How to Prepare for the Future of Programming
Let’s clear up the biggest fear first.
AI didn’t kill programming.
It changed how we program — which means how we prepare has to change too.
A lot of people are saying, “Why learn to code when an LLM can write everything for you?”
That fear tells me they’re looking at programming through the wrong lens.
So let’s fix that.
AI changed how we learn, not whether we should learn
There’s a belief floating around:
“Why read anything when I can just ask an LLM?”
Sure — AI changed how we search for info.
But AI still hallucinates, and hallucinations don’t disappear just because the UI looks confident.
That means two things:
- We still need content, but written in a way AI can interpret and cite cleanly
- We still need people who understand enough to judge the output
Think of it like SEO shifts.
Every time Google updates its algorithm, the content format changes — not the need for content.
Same thing here: blog posts won’t die, they’ll just become more direct, more experience-driven, and easier for AI to surface.
Programming isn’t dying — the barriers are
The old thinking says:
“Broaden your knowledge. Do more courses. Learn everything.”
That’s outdated.
People aren’t struggling because they don’t know enough.
They’re struggling because they’re learning the wrong way.
The real shift is this:
You don’t need to master the details. You need the concepts.
Variables, conditions, loops, arrays, components, APIs.
Enough to understand what AI is doing — not enough to manually do it all yourself.
AI handles the bulk.
Your job is to know:
- Where AI fails
- What information it needs
- How to prompt it to fix the mistake
That’s modern programming.
The #1 skill: Prompt engineering for debugging
People expect AI to generate perfect code.
It won’t.
The real skill is reading the output, reading its reasoning, and tightening your prompt until the code behaves.
A simple example:
When Tailwind released v4, models kept mixing v3 and v4 syntax.
No course could fix that.
Only one thing worked:
You learn to prompt your way through it.
That’s the future.
Not memorizing frameworks — but guiding AI through edge cases and inconsistencies.

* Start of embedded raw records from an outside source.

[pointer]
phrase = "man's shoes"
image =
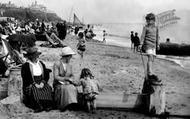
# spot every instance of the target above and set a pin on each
(48, 109)
(38, 110)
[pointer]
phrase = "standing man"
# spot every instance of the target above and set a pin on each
(132, 40)
(62, 30)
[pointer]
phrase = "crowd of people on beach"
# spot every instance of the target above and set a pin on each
(38, 94)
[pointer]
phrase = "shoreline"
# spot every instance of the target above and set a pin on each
(174, 59)
(118, 69)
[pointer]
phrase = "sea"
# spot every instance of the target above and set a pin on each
(119, 34)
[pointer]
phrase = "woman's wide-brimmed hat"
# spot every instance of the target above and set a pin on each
(67, 51)
(31, 52)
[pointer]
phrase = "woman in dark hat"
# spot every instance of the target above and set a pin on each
(37, 93)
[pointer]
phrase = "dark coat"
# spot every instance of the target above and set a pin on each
(27, 75)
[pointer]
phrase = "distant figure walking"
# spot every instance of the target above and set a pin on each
(132, 40)
(104, 36)
(167, 40)
(76, 30)
(81, 47)
(150, 40)
(136, 42)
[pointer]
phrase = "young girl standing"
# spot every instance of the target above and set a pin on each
(81, 47)
(90, 89)
(150, 40)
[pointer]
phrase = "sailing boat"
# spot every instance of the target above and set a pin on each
(76, 21)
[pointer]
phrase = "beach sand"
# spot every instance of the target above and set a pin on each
(118, 69)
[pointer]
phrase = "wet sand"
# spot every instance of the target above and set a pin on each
(118, 69)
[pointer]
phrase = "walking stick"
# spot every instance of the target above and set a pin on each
(143, 62)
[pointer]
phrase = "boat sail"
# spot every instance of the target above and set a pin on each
(76, 21)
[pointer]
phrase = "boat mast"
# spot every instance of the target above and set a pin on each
(70, 13)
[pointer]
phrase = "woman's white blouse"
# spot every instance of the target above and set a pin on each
(37, 71)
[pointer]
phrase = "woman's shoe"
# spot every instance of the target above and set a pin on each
(48, 109)
(38, 110)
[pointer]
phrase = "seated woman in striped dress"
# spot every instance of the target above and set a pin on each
(37, 93)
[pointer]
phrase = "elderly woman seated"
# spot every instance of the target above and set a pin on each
(37, 93)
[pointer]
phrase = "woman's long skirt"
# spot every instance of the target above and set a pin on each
(35, 97)
(65, 95)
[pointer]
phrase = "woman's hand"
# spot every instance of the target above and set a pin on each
(37, 85)
(41, 85)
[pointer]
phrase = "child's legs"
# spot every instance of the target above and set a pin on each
(94, 104)
(150, 53)
(88, 103)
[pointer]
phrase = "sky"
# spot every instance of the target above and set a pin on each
(107, 11)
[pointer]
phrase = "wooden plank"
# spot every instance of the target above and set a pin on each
(117, 101)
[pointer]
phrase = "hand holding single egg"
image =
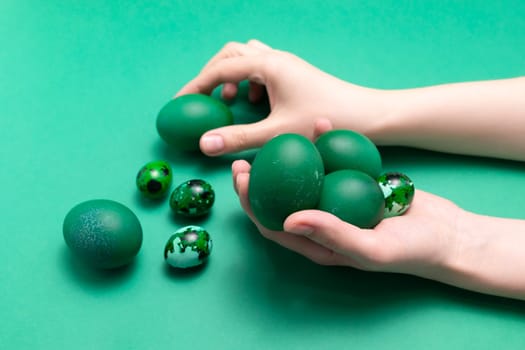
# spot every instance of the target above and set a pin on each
(299, 94)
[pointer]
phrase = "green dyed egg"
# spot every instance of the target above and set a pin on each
(183, 120)
(346, 149)
(192, 198)
(398, 190)
(354, 197)
(154, 179)
(189, 246)
(103, 233)
(286, 176)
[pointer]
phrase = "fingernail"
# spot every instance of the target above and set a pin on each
(212, 143)
(301, 230)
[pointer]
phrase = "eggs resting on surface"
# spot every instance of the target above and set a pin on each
(102, 233)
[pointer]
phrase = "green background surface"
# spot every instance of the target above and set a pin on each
(81, 83)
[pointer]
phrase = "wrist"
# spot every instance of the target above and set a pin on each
(364, 110)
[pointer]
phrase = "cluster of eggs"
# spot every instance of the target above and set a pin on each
(107, 234)
(340, 173)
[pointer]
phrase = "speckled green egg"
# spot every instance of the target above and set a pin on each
(183, 120)
(398, 190)
(347, 149)
(154, 179)
(189, 246)
(286, 176)
(192, 198)
(103, 233)
(354, 197)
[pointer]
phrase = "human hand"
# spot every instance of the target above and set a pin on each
(421, 242)
(299, 94)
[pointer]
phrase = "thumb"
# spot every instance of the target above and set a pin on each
(235, 138)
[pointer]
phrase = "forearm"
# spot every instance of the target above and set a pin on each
(488, 256)
(477, 118)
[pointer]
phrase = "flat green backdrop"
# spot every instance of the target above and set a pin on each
(81, 83)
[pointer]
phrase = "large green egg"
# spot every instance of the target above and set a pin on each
(183, 120)
(286, 176)
(103, 233)
(346, 149)
(354, 197)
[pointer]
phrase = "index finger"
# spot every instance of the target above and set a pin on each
(228, 70)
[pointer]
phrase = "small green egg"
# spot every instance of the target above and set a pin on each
(286, 176)
(354, 197)
(103, 233)
(189, 246)
(154, 179)
(183, 120)
(192, 198)
(347, 149)
(398, 190)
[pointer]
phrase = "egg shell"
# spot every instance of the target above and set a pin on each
(183, 120)
(354, 197)
(347, 149)
(286, 176)
(103, 233)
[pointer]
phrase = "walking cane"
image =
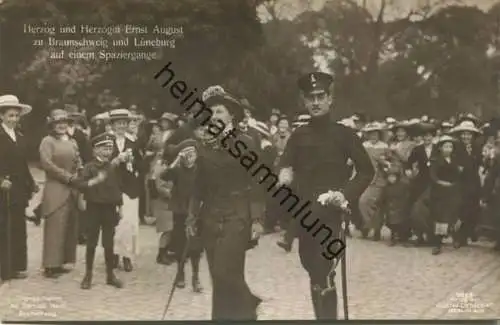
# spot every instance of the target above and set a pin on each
(343, 269)
(8, 267)
(172, 290)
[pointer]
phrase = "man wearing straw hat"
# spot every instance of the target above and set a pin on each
(315, 160)
(16, 189)
(470, 158)
(127, 231)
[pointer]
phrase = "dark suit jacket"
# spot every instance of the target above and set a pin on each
(131, 184)
(419, 157)
(14, 165)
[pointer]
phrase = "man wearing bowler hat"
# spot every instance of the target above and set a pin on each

Learn by iterating, not by studying
Don’t spend hours in tutorials.
Spend 20 minutes getting the concept, then open an LLM and build something immediately.
Tools I recommend:
- Claude (artifacts in browser)
- Lovable (output + UI in browser)
- Claude Code (when you need full control)
- OpenAI’s Codex-style models
Then repeat this cycle:
Prompt → Build → Test → Adjust → Repeat
A personal rule I use:
How close can I get to the final version in one prompt?
That’s how I measure my skill level — not how much syntax I memorized.
Fast builders will win — not perfect planners
A traditional programmer might spend two weeks writing a PRD.
With AI, I can output three versions of an app in one day, test them, and pick the best one.
Is my first version perfect?
No.
Do I get real feedback faster?
Absolutely.
In an AI world, speed to proof beats speed to perfection.
Focus on a problem, not on collecting skills
Old advice says:
“Broaden your skills. Take more courses.”
Here’s the correction:
Broaden your understanding of a problem, not of random skills.
AI rewards:
- people who understand a specific audience, or
- people who understand a specific problem deeply
Not people who hoard knowledge for its own sake.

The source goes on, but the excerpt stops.